Designer Erni Min and architect Yu Ting, co-founders of Wutopia Lab, observed that many children, including their own eight-year-old daughter, preferred more subtle, if not somewhat abstract, environments for play and creativity. “They are sometimes more attracted to the visual interests related to spatial changes than to bright colors,” says Erni. “A simple and neutral space, with just shades of color.”
For example, when Wutopia Lab was chosen to design a children’s leisure space for Aranya, a family resort complex on the Qinhuangdao coast, three hours east of Beijing, they adopted a radically different creative approach. A few well-placed touches of yellow and red, mirrors, vertical gardens defying gravity, giant “soap bubbles”, a ceiling covered with balloons—all help to stimulate children’s imagination. “We used exaggerated artistic techniques to turn everyday life into a magical reality,” says Yu.
A 1000 m2 area houses the playground occupying the ground floor, with the children’s restaurant on the first floor.

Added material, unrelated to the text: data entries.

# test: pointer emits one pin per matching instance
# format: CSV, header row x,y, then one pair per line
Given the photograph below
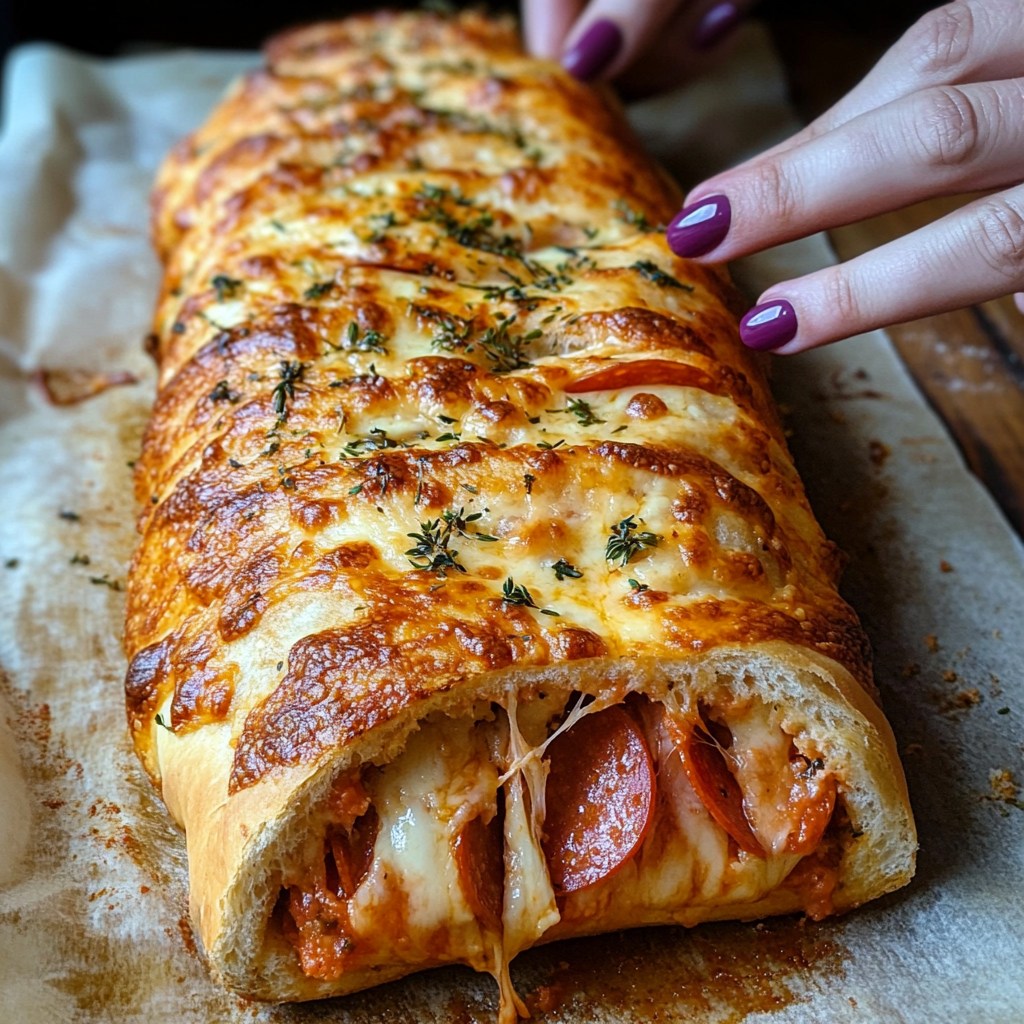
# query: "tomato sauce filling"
x,y
603,822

Min and Yu added extra roof space, a bright red playhouse, a kind of cherry on top – a wink to ice cream sundaes. This area is accessible from a sunny staircase, a kind of yellow brick road that runs through the interior and exterior of the building, encouraging a sense of discovery.
While the restaurant is light and airy, the lower level is darker and more mysterious. The mirror walls reflect a black painted ceiling, dotted with sparkling fiber optic lights, like a starry sky on a moonless night. Circles are omnipresent. Floating in a ball pit, luminous globes and transparent PVC bubbles are large enough for children to play with. “Children love soap bubbles, so fleeting and unpredictable,” says Yu. There is also a theater, itself circular, with black poofs knitted in the shape of sea urchins, a stainless steel slide, a trampoline and, for quieter moments, a library. The bathroom is flooded with blue, like an aquarium.